Do select committees like receiving evidence from academics during an enquiry?

Grahame: "I personally like getting information from Academics as you can tend to trust them to be impartial and their research is put to a rigorous peer review process"

Can even PhD students submit evidence?

Grahame: "The select committees tend to go for heads of departments and Professors but there is no reason why a PhD student could not submit evidence"
Cat: "We welcome input from early-career researchers. In many cases, they will be the ones most affected by new legislation". 

What happens if someone submits untruthful evidence?

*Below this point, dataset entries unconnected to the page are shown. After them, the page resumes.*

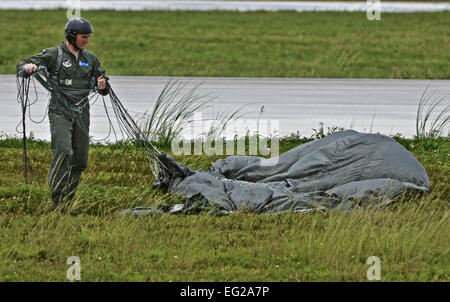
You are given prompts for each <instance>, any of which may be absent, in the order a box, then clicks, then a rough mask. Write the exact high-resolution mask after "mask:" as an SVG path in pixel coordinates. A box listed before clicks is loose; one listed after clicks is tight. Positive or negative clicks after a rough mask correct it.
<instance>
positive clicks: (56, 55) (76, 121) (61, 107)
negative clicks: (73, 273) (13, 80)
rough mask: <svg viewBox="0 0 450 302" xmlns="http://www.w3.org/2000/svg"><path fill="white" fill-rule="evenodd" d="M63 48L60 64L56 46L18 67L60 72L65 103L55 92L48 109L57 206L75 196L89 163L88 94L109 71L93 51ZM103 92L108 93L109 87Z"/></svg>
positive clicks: (34, 56) (49, 171)
mask: <svg viewBox="0 0 450 302" xmlns="http://www.w3.org/2000/svg"><path fill="white" fill-rule="evenodd" d="M60 48H61V50H60V52H61V54H62V57H61V58H60V59H59V60H60V62H61V64H60V66H56V65H57V62H58V56H59V55H58V47H52V48H49V49H44V50H43V51H41V52H40V53H39V54H38V55H35V56H31V57H29V58H27V59H24V60H22V61H21V62H19V64H17V68H16V71H17V73H20V72H23V70H24V65H25V64H28V63H33V64H36V65H38V66H45V67H46V68H47V70H48V72H49V73H50V74H51V75H54V76H56V75H58V76H57V77H58V78H59V79H58V78H55V79H56V80H57V81H58V82H59V86H60V88H61V91H63V92H64V95H63V100H64V104H62V101H61V99H58V98H57V97H55V96H54V95H53V94H52V97H51V99H50V104H49V110H48V118H49V121H50V132H51V148H52V160H51V163H50V170H49V173H48V185H49V188H50V191H51V196H52V200H53V202H54V205H55V206H56V205H57V204H59V203H61V202H63V201H65V200H70V199H72V198H73V197H74V194H75V191H76V189H77V187H78V183H79V181H80V177H81V174H82V172H83V171H84V170H85V169H86V167H87V163H88V151H89V124H90V122H89V120H90V116H89V101H88V99H87V96H88V95H89V92H90V88H92V87H93V86H95V85H96V79H97V78H98V77H99V76H100V75H101V74H104V73H105V70H104V69H103V68H102V67H101V65H100V62H99V60H98V59H97V57H96V56H95V55H94V54H93V53H91V52H88V51H87V50H80V52H79V54H78V59H77V58H76V57H75V55H74V54H73V53H72V52H71V51H70V50H69V49H68V48H67V46H66V44H65V43H64V42H63V43H62V44H61V46H60ZM99 93H100V94H101V95H106V94H108V88H106V89H104V90H99Z"/></svg>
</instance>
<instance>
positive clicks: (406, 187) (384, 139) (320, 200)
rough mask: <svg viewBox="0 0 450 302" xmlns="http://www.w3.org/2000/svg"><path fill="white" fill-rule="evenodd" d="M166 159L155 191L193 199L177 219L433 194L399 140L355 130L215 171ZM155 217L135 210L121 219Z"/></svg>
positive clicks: (419, 170) (234, 157) (289, 209)
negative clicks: (176, 194) (199, 169)
mask: <svg viewBox="0 0 450 302" xmlns="http://www.w3.org/2000/svg"><path fill="white" fill-rule="evenodd" d="M160 159H161V161H162V162H164V163H165V164H164V166H165V169H166V171H164V173H162V174H163V176H164V177H160V178H159V179H158V180H157V181H156V183H155V185H156V186H158V187H167V188H168V190H169V191H171V192H175V193H179V194H182V195H184V196H186V197H188V198H189V200H188V202H187V204H185V205H184V206H181V207H180V205H177V209H176V210H173V209H172V212H174V213H178V212H189V210H192V209H193V207H197V208H200V209H202V210H208V211H210V212H213V213H216V214H228V213H232V212H234V211H237V210H244V211H250V212H254V213H282V212H286V211H296V212H308V211H311V210H314V209H316V210H317V209H318V210H330V209H340V210H342V211H350V210H352V209H354V208H357V207H364V206H370V207H383V206H385V205H387V204H389V203H390V202H391V200H392V199H393V198H395V197H397V196H399V195H401V194H402V193H404V192H406V191H410V192H428V191H429V189H430V181H429V179H428V175H427V173H426V171H425V169H424V167H423V166H422V165H421V164H420V163H419V162H418V161H417V159H416V158H415V157H414V156H413V155H412V154H411V153H410V152H409V151H408V150H406V149H405V148H404V147H403V146H401V145H400V144H399V143H397V142H396V141H395V140H394V139H392V138H390V137H387V136H384V135H380V134H365V133H358V132H356V131H353V130H346V131H340V132H335V133H333V134H331V135H329V136H327V137H325V138H322V139H320V140H315V141H310V142H308V143H306V144H303V145H300V146H298V147H295V148H293V149H291V150H289V151H288V152H285V153H284V154H282V155H280V156H279V157H274V158H270V159H266V158H260V157H254V156H229V157H227V158H225V159H221V160H218V161H216V162H215V163H214V164H213V166H212V167H211V168H210V169H209V170H208V171H202V170H198V171H194V170H192V169H190V168H188V167H185V166H183V165H181V164H179V163H177V162H175V161H174V160H173V158H171V157H170V156H168V155H166V154H162V155H161V156H160ZM170 170H172V171H170ZM174 171H175V173H174ZM145 211H147V212H145ZM150 212H151V211H150V210H149V209H148V208H136V209H132V210H127V211H124V212H122V214H125V213H129V214H134V215H142V214H150Z"/></svg>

Grahame; "You used to be locked up in Big Ben....that doesn't happen now but 'contempt of Parliament' doesn't look good on your CV!"

Do you have any advice on how to contact MPs with scientific issues?

Lynne: "Be BRIEF - ask yourself, 'Could my MP read this on the train?' Tell them who you are, why you are contacting them, what the issue is and why it is relevant to them now. And certainly don't use any academic lingo!"

What is the main limitation of the select committees?

Cat: "The main limitation is that, despite putting a lot of time, detail and trouble into our recommendations, we can't force the Government to do anything. All we can do is hope things move along".
Grahame: "Yes, but it does take forward the public debate. E only way things happen in a democracy is through public debate".